Il aurait été écrit (dans je ne sais quels
ouvrages) que, si une ligne possède 2 As groupés, la
probabilité que les deux As restants soient séparés
dans l'autre ligne est plus forte, et inversement.
Il s'agit
effectivement d'une méprise puisque les répartitions
des As dans les lignes sont indépendantes. On peut fort bien
imaginer distribuer déjà les cartes en Nord-Sud, puis
battre le reste du paquet de cartes et le distribuer entre Est et
Ouest : on ne voit pas comment les caractéristiques de la
première distribution pourraient infléchir celles de la
seconde. Néanmoins l'auteur nous explique que la distribution
des deux As restants suit la loi du "fameux 48/52",
c'est-à-dire 48% de cas avec les As groupés et 52% de
cas avec les As séparés. Il n'y a pas de loi 48-52,
puisque ces répartitions dépendent des places vacantes,
à la fois dans leur dissymétrie et dans leur quantité.

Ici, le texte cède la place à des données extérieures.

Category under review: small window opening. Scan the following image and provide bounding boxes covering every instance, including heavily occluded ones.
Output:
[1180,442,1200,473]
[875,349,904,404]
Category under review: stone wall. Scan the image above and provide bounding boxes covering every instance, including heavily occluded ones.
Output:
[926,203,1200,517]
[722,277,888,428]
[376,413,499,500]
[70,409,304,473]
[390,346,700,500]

Si l'on considère le début du jeu, les probabilités
sont en effet de .48 contre .52, mais elles évoluent. S'il ne
reste plus que deux cartes en Est et en Ouest, la probabilité
des As groupés contre les As séparés est
descendue à .33 contre .67.
Pour finir, l'auteur de
l'article, apparemment peu sûr de son raisonnement, fait
compter des fréquences sur des donnes réelles, et
s'émerveille finalement que l'ordinateur conforte son point de
vue...
A
priori et a posteriori, certains y
perdent leur latin
Un contradicteur véhément nous a récemment soutenu que, si Nord-Sud jouent les piques avec 9 cartes et une répartition inamicale de 4 piques en Ouest, la Dame de trèfle qui n'est pas dans la ligne déclarante a 13 chances sur 22 de se trouver en Est contre 9 chances de se trouver en Ouest. Jusque là nous sommes d'accord.
Le déclarant donne quatre tours de pique sur lesquels Est jette des cartes rouges. A ce moment, soutient notre contradicteur, la probabilité de trouver la Dame de trèfle en Est ou en Ouest est devenue égale puisqu'il reste 9 cartes cachées dans chaque main. Il se donne même le crédit d'invoquer Kolmogorov pour appuyer la certitude de sa conclusion.
Faisons donc un détour par les boîtes de Bertrand. Nous avons dix boîtes A, B, …, I, J, dont une contient une pièce, les neuf autres sont vides. Bien sûr vous devez deviner la boîte où est la pièce. Vous dites A. Un oracle, qui ne ment pas, désigne une boîte vide et dit par exemple : « La pièce n'est pas en D ». Vous avez le droit de changer d'avis et de renoncer à votre choix initial en A pour vous rabattre sur une autre boîte.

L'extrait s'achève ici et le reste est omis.